I have the following dataset:
date event next_event duration_Minutes
2021-09-09 22:30:00 1 2021-09-09 23:00:00 30
2021-09-09 23:00:00 2 2021-09-09 23:10:00 10
2021-09-09 23:10:00 1 2021-09-09 23:50:00 40
2021-09-09 23:50:00 4 2021-09-10 00:50:00 60
2021-09-10 00:50:00 4 2021-09-12 00:50:00 2880
The main problem is that I would like to split the multi-day events into separate events in the following way. I would like to have the event duration from 2021-09-09 23:50:00 until 2021-09-10 00: 00: 00 and then the duration from 2021-09-10 00: 00: 00 to 2021-09-10 00:50:00, and so on. This would be useful because after, I would need to group the events by day and calculate the duration of the each event by day, so I would like to fix these situation in which there is the day change between events.

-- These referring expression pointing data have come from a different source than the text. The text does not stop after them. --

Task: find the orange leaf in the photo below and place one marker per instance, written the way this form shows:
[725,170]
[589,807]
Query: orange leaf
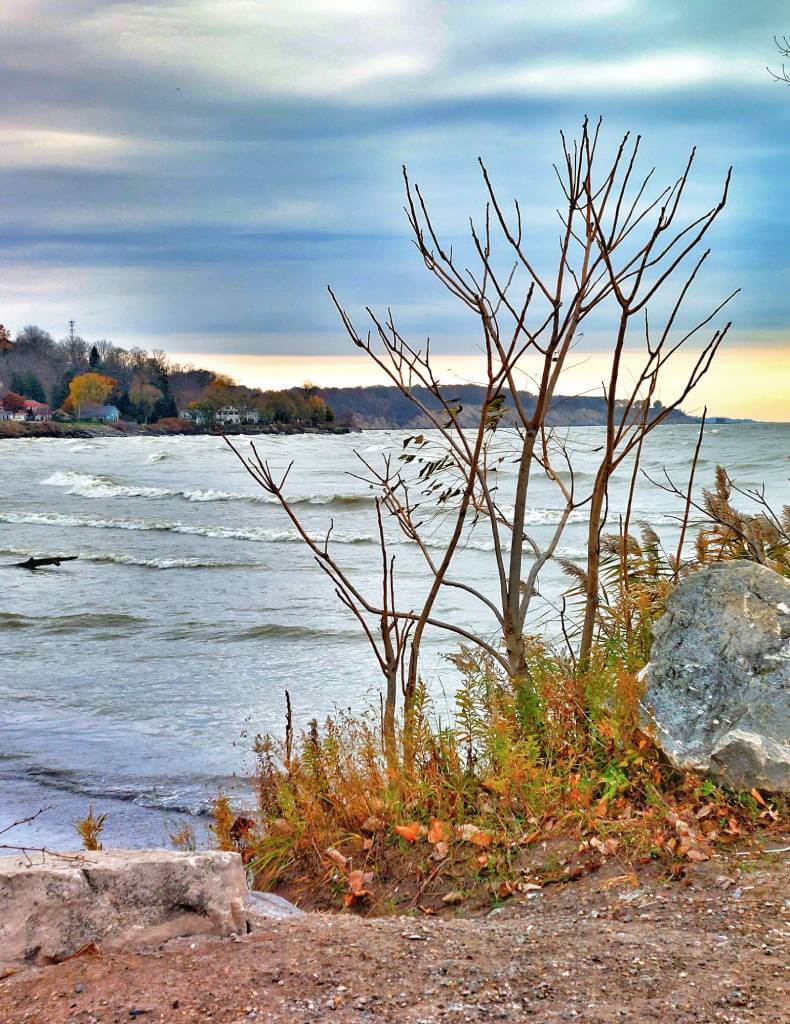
[482,840]
[440,832]
[337,857]
[410,833]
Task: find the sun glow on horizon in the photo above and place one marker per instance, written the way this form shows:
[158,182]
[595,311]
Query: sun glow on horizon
[743,382]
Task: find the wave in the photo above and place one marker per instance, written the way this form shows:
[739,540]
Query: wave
[276,631]
[254,534]
[113,557]
[69,624]
[89,485]
[194,798]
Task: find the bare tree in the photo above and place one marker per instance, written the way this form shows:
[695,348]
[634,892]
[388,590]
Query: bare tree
[618,253]
[783,45]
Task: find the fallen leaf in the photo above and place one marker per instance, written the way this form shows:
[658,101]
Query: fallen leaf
[337,857]
[410,833]
[89,949]
[358,886]
[529,887]
[440,832]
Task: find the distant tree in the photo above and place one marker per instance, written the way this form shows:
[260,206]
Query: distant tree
[35,340]
[89,389]
[13,402]
[783,75]
[6,345]
[318,410]
[74,350]
[144,396]
[59,393]
[27,383]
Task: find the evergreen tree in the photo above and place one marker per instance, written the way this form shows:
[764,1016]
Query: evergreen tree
[25,382]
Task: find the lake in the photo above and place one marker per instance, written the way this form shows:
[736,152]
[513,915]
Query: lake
[136,676]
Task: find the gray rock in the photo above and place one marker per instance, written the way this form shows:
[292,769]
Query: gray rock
[260,907]
[717,696]
[53,906]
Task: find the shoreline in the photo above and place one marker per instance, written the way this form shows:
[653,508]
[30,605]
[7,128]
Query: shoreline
[10,429]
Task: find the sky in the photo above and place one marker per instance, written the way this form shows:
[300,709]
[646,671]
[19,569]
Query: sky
[191,174]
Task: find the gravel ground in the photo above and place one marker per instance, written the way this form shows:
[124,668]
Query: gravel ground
[712,947]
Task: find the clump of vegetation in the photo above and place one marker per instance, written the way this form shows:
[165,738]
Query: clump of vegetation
[523,788]
[89,829]
[532,781]
[542,771]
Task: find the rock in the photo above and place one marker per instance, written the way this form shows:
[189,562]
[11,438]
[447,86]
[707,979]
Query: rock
[267,905]
[717,696]
[54,906]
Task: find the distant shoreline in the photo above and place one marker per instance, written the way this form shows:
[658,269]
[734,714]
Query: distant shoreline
[51,428]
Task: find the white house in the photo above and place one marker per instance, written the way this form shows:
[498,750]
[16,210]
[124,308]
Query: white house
[108,414]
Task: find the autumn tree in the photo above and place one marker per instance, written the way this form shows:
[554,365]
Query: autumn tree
[144,396]
[89,389]
[13,402]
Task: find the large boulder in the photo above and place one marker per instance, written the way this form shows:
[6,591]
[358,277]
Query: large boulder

I would like to obtain something like this:
date event next_event duration_Minutes
2021-09-09 22:30:00 1 2021-09-09 23:00:00 30
2021-09-09 23:00:00 2 2021-09-09 23:10:00 10
2021-09-09 23:10:00 1 2021-09-09 23:50:00 40
2021-09-09 23:50:00 4 2021-09-10 00:00:00 10
2021-09-09 00:00:00 4 2021-09-10 00:50:00 50
2021-09-10 00:50:00 4 2021-09-11 00:00:00 1390
2021-09-11 00:00:00 4 2021-09-12 00:00:00 1440
2021-09-12 00:00:00 4 2021-09-12 00:50:00 50
It should be able to handle situations in which we don't have an event for an entire day or more like in the example.
My current solution for now is:
first_record_hour_ts = df.index.floor('H')[0]

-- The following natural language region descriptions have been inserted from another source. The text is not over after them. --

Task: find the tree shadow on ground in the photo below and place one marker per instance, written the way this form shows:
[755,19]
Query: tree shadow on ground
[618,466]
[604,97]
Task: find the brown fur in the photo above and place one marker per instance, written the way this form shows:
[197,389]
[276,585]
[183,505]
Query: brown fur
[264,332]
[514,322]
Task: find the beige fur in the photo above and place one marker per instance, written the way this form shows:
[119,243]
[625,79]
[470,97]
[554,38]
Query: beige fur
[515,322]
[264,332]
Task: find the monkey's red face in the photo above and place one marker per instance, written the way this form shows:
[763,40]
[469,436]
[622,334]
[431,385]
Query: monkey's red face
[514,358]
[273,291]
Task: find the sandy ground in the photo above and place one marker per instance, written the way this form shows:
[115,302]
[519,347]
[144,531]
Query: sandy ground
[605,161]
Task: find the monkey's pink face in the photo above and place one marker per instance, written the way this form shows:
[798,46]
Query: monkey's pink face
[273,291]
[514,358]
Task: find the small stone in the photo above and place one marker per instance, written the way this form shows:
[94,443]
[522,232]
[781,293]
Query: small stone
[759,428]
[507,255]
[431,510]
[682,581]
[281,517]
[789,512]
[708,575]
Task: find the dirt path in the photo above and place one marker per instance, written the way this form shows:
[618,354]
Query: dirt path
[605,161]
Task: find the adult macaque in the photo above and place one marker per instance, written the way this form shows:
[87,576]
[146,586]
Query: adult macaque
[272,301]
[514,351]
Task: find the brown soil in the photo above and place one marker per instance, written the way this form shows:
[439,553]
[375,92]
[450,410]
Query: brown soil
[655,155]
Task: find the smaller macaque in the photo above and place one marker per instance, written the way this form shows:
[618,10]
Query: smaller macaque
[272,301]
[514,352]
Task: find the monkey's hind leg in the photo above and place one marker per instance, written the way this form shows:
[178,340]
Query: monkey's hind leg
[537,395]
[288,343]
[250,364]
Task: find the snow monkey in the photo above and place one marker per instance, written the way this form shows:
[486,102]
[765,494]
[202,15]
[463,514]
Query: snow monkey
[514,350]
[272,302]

last_record_hour_ts = df.index.floor('H')[-1]
# Create a series from the first to the last date containing Nan
df_to_join = pd.Series(np.nan, index=pd.date_range(first_record_hour_ts, last_record_hour_ts, freq='H'))

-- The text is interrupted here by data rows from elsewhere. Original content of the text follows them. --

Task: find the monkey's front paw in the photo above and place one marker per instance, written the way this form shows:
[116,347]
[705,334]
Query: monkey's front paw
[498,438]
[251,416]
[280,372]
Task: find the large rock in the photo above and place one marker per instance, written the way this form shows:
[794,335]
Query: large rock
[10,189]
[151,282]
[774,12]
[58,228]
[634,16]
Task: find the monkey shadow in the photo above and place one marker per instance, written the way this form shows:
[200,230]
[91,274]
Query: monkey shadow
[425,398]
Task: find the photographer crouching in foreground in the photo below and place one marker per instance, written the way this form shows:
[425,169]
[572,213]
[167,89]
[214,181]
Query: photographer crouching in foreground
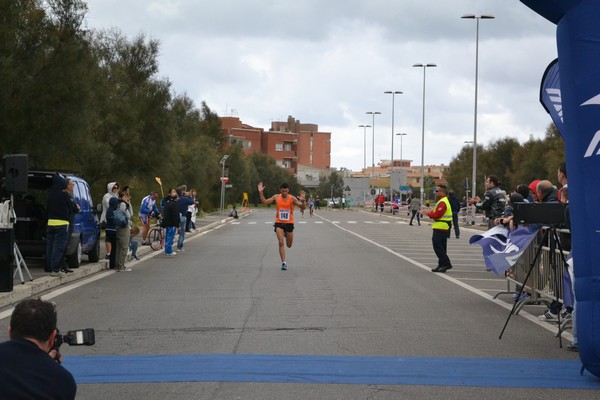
[29,362]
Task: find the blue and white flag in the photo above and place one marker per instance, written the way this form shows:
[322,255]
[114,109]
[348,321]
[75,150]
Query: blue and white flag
[502,248]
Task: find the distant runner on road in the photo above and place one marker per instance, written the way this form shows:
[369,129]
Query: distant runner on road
[284,215]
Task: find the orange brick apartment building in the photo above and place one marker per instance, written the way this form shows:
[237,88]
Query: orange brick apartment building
[298,147]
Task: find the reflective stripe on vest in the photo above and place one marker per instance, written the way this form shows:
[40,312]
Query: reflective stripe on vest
[439,223]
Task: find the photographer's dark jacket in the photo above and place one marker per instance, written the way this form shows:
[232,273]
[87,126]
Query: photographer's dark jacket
[493,203]
[28,372]
[61,206]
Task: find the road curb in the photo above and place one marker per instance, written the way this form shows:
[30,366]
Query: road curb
[44,283]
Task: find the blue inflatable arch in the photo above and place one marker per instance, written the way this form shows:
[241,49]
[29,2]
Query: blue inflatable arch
[578,42]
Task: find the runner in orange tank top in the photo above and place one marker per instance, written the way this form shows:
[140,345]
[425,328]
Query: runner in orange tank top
[284,217]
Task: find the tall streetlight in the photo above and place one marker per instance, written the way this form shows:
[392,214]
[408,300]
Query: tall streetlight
[401,134]
[477,18]
[373,113]
[223,182]
[424,66]
[401,162]
[365,160]
[393,93]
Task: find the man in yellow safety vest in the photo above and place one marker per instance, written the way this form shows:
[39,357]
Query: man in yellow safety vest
[442,217]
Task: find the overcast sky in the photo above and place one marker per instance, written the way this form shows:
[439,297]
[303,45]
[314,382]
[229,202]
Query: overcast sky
[329,61]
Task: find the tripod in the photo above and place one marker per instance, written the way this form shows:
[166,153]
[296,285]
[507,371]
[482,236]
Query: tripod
[20,261]
[552,236]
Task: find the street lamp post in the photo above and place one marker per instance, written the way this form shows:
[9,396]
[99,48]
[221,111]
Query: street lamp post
[393,93]
[424,66]
[365,160]
[222,162]
[372,176]
[401,134]
[401,162]
[477,18]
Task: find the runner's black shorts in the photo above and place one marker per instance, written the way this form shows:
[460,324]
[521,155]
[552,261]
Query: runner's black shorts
[287,228]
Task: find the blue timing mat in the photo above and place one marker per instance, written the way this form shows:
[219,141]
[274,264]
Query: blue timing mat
[477,372]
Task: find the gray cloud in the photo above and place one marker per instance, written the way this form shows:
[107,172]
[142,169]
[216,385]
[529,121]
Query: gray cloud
[328,62]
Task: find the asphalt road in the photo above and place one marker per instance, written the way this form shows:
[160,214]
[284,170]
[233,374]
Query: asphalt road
[358,315]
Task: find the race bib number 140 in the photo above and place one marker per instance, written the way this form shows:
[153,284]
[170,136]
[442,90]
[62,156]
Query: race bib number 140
[284,215]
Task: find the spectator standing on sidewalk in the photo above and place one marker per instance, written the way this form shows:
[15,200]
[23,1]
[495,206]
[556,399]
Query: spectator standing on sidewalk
[415,207]
[171,220]
[112,190]
[191,212]
[61,208]
[183,202]
[123,232]
[147,209]
[455,204]
[493,202]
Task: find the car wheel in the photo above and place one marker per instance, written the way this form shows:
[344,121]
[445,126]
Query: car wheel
[94,254]
[74,259]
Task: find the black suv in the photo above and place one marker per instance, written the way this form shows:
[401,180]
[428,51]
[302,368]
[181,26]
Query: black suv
[30,229]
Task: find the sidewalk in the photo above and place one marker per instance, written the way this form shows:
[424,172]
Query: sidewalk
[42,281]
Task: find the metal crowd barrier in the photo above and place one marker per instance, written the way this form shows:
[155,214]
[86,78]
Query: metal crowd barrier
[541,282]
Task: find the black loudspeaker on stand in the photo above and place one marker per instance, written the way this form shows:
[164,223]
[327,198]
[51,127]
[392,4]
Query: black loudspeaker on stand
[15,173]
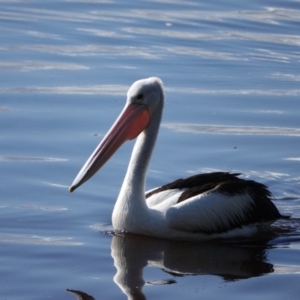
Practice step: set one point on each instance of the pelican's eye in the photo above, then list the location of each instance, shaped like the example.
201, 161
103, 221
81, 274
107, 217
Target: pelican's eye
139, 97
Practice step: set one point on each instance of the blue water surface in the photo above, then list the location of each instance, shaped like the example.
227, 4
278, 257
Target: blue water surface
231, 75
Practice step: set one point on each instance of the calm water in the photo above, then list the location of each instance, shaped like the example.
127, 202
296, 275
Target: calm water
231, 72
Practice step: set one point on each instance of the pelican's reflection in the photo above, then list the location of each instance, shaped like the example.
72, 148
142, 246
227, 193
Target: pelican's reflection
229, 260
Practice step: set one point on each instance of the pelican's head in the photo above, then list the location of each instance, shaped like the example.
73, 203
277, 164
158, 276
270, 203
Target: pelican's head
144, 98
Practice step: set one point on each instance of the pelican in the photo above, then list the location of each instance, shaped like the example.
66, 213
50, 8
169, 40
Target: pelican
200, 207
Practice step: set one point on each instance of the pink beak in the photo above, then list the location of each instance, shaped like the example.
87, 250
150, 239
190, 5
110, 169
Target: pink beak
131, 122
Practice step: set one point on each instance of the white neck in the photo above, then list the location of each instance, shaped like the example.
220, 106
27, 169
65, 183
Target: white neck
131, 209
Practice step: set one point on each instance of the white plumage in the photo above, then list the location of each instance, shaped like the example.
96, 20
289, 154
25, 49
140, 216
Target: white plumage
200, 207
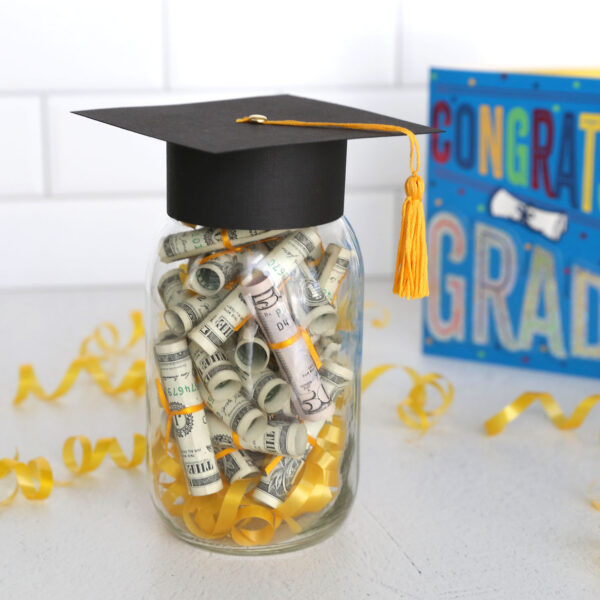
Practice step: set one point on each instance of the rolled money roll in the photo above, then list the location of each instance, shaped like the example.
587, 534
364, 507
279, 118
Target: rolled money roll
217, 373
222, 322
329, 346
171, 290
236, 464
310, 304
201, 241
184, 316
252, 352
191, 430
334, 268
269, 391
335, 378
210, 273
282, 260
281, 439
274, 487
238, 413
290, 349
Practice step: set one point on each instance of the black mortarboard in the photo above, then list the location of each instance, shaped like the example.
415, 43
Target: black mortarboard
241, 175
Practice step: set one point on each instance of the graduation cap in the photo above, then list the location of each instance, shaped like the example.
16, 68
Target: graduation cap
228, 167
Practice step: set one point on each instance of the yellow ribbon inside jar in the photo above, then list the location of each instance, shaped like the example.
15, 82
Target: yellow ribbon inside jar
232, 511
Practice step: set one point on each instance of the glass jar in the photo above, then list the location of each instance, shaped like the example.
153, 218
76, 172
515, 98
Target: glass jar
254, 341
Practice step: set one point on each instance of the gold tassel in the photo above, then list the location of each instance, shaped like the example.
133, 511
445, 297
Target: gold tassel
410, 275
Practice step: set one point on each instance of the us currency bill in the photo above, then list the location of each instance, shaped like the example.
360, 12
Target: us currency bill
217, 373
191, 430
171, 290
221, 323
269, 391
252, 351
274, 487
293, 356
207, 239
281, 439
184, 316
237, 465
209, 274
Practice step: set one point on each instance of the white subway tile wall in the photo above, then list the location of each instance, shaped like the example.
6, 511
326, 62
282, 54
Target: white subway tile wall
90, 198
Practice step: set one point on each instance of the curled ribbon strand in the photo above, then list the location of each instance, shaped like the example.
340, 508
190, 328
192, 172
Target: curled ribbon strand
133, 380
509, 413
35, 479
411, 410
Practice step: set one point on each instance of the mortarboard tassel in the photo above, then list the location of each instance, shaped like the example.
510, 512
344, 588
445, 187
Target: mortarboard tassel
410, 276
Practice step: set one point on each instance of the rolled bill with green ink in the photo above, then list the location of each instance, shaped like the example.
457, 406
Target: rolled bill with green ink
309, 303
236, 464
334, 267
208, 239
217, 373
222, 322
276, 482
171, 290
290, 348
191, 430
268, 390
209, 274
284, 258
183, 317
237, 412
252, 351
281, 439
330, 346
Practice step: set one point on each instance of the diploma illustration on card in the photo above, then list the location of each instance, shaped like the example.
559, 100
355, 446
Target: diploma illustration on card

df_to_join = pd.DataFrame(df_to_join)
# Concatenate with current status dataframe
df = pd.concat([df, df_to_join[~df_to_join.index.isin(df.index)]]).sort_index()
# Forward fill the nana
df.fillna(method='ffill', inplace=True)
df['next_event'] = df.index.shift(-1)
# Calculate the delta between the 2 status
df['duration'] = df['next_event'] - df.index
# Convert into minutes
df['duration_Minutes'] = df['duration_Minutes'].apply(lambda x: x.total_seconds() // 60)
This doesn't solve exactly the problem, but I think it may solve my goal which being able to group by event and by day at the end.
Ok, the code below looks a bit long -- and there's certainly a better/more efficient/shorter way of doing this. But I think it's pretty reasonably simple to follow along.
split_datetime_span_by_day below takes two dates: start_date and end_date. In your case, it would be date and next_event from your source data.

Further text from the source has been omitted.